What is especially interesting about the Hill/Thompson finding is that it suggests the distinct possibility of experiments that fully leverage known biochemical and genetic factors. Red hair requires elevated levels of trichosiderin, and this can be quantified from hair samples. The scale of trichosiderin levels could hypothetically be correlated to Mars frequencies. Also, genetic factors for red hair are known and these factors can be explicitly evaluated from DNA samples provided by test participants. In general, DNA indicators appear to have some of the same propensities and complexities commonly attributed to astrological signatures in that the traits they carry are not always expressed in the same way and there can also be numerous related contributing configurations. Consideration of both DNA and astrology together in a cross-disciplinary study of red hair could potentially begin to answer many as-yet unresolved questions in both fields.

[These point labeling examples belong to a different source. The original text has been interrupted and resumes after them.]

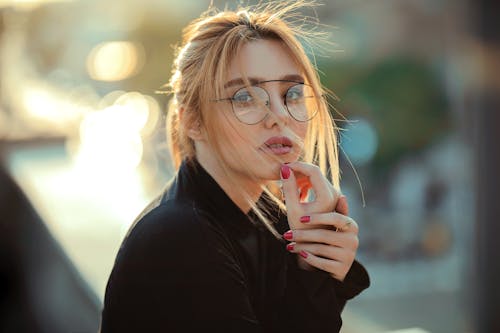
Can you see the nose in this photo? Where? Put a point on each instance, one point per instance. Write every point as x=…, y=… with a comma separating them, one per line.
x=278, y=112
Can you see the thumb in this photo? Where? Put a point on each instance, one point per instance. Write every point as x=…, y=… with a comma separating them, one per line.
x=342, y=206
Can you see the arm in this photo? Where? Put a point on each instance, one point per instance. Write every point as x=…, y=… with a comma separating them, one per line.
x=171, y=276
x=322, y=233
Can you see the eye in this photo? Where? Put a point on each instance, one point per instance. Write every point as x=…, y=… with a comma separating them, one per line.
x=243, y=96
x=295, y=93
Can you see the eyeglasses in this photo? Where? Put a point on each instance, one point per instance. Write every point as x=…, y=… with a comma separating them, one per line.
x=251, y=104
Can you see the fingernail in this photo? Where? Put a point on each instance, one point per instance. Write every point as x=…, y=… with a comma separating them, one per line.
x=305, y=219
x=285, y=171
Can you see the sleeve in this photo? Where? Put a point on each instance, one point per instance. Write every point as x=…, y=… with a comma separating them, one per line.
x=318, y=299
x=172, y=275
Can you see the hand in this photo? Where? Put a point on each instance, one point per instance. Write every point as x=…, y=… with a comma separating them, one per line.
x=300, y=179
x=331, y=239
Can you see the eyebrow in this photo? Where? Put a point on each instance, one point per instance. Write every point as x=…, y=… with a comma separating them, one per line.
x=255, y=80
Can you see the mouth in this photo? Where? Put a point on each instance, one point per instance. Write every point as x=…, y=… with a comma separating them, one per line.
x=278, y=145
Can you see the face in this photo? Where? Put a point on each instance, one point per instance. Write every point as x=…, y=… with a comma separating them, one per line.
x=258, y=150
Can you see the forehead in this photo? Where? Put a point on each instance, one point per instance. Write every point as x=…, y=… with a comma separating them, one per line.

Dean, Geoffrey, Letters to the Editor, FAA Journal, October 1988.
Hill, Judith A. and Jacalyn Thompson, The Mars-Redhead Link: A Scientific Test of Astrology, NCGR Journal, Winter 1988-89.
Hill, Judith A., Redheads and Mars: A Scientific Testimony, The Mountain Astrologer, May 1996, pp. 29-40.
Hill, Judith A., Response to Geoffrey Dean’s Critique of “The Mars-Redhead Link,” Above & Below: Journal of Astrological Studies, Winter/Spring 1988/89, pp. 7-9.
O’Neil, Mike, Time-Switching Control Applied to Hill and Thompson's Redhead Data, Correlation, June 1991.
Schneider-Gauquelin, Françoise, Judith Hill and Jacalyn Thompson’s Redhead Research, Astro-Psychological Problems 6.3 (1988) pp. 39-42.